El sistema capitalista no prohíbe amar. Simplemente te deja sin horas, sin margen, sin oxígeno. Jornadas dobles, changas encadenadas, la cabeza calculando cada gasto mientras el cuerpo ya no tiene energía para otra cosa que sobrevivir. Y el amor —ese que necesita presencia, conversación, tiempo sin reloj— queda afuera.
Cuando la base material se desmorona, la tensión se filtra en los vínculos. La incertidumbre genera un estado de alerta constante que no tiene canal de descarga salvo la persona que tenés enfrente. La pareja heteronormada termina peleando por una factura, cuando el problema real es que el sistema les dejó sin margen. La bronca no puede ir al mercado ni al decreto, entonces va al vínculo más cercano.
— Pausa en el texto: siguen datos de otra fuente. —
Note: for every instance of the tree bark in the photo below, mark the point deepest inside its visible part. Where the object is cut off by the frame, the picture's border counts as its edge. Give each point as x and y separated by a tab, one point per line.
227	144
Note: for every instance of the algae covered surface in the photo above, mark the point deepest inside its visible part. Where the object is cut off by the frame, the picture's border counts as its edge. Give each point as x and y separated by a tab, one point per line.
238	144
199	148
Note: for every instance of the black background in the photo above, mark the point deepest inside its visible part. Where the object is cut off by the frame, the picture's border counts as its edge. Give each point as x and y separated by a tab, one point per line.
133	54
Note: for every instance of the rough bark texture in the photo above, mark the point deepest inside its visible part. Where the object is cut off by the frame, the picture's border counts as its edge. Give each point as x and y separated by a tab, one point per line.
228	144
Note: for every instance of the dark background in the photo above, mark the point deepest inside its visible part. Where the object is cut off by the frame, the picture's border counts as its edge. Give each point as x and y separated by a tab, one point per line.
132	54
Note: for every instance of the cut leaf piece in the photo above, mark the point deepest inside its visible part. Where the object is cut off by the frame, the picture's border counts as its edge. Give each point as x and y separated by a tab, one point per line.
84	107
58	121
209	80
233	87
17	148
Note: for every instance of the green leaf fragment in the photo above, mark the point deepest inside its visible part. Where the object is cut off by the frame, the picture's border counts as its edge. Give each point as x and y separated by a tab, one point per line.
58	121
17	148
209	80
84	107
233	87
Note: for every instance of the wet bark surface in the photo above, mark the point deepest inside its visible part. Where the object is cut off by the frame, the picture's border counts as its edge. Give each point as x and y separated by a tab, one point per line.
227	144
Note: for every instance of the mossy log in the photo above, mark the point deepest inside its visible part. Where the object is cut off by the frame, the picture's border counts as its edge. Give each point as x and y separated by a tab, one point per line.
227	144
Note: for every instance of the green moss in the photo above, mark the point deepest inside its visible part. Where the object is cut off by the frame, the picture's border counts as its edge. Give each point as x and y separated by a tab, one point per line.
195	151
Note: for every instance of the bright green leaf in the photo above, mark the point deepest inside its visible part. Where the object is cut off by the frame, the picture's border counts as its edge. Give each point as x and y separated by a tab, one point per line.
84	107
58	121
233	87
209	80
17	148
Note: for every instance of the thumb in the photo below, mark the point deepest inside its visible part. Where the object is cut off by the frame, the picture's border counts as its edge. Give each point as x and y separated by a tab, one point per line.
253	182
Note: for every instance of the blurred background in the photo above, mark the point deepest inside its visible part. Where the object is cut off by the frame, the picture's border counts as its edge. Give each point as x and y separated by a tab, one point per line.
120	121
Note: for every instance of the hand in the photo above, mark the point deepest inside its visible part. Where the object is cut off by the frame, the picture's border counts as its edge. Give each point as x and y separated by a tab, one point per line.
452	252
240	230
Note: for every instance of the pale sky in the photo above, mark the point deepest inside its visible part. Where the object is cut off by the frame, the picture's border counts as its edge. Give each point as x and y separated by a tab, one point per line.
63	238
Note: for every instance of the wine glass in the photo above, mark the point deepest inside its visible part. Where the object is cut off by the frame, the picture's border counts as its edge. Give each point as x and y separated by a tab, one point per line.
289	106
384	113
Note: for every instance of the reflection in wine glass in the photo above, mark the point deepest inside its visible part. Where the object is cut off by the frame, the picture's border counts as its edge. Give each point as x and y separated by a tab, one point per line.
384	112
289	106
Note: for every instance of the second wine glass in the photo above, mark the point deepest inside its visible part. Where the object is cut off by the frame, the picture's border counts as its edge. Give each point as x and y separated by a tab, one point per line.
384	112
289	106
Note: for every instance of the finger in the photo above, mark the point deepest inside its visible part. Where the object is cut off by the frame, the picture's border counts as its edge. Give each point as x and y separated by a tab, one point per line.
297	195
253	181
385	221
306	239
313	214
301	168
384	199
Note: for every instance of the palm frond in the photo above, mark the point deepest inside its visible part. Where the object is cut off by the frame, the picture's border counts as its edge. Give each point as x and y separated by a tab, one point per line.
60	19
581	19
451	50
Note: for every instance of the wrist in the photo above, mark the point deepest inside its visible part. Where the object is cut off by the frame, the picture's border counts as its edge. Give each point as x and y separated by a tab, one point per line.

El poder ya no pasa por una ley o un policía. Pasa por si llegó el gas, si alcanzó el sueldo, si se pagó la tarjeta de crédito, si hay comida. Y cuando la respuesta es no, la vida afectiva se achica. La ternura necesita oxígeno, y el oxígeno es seguridad material mínima.
Pero en esa frase pintada también hay resistencia. Un pacto que no es el del consumo ni el de los planes a futuro. Es el de «estamos en esto juntes aunque no tengamos nada».
Por eso, desde La Bulla apostamos a un amor en red. No el amor encerrado en la pareja aislada que el sistema necesita para reproducirse en unidades fáciles de controlar. Sino ese otro: el de las amistades que sostienen, el de los lazos que no piden exclusividad sino presencia, el que se expande en lugar de concentrarse. Un amor que entiende que el afecto no es un recurso escaso que hay que custodiar, sino algo que crece cuando se comparte.
Por eso, esa frase escrita de manera rápida en una pared de San Luis ciudad también puede leerse como una declaración de que las personas seguimos amando aunque todo empuje al silencio, a la crueldad y al individualismo. Y que el amor real está en las cosas simples de la vida. Esas que el sistema capitalista no puede mercantilizar.
Dirección: Rivadavia casi Bolivar, San Luis ciudad.
Canción que escuchamos mientras redactamos: Vida de rico de Camilo. «Yo no tengo pa’ darte ni un peso. Pero sí puedo darte mis besos. Pa’ sacarte yo tengo poquito. Pero es gratis bailar pega’ito».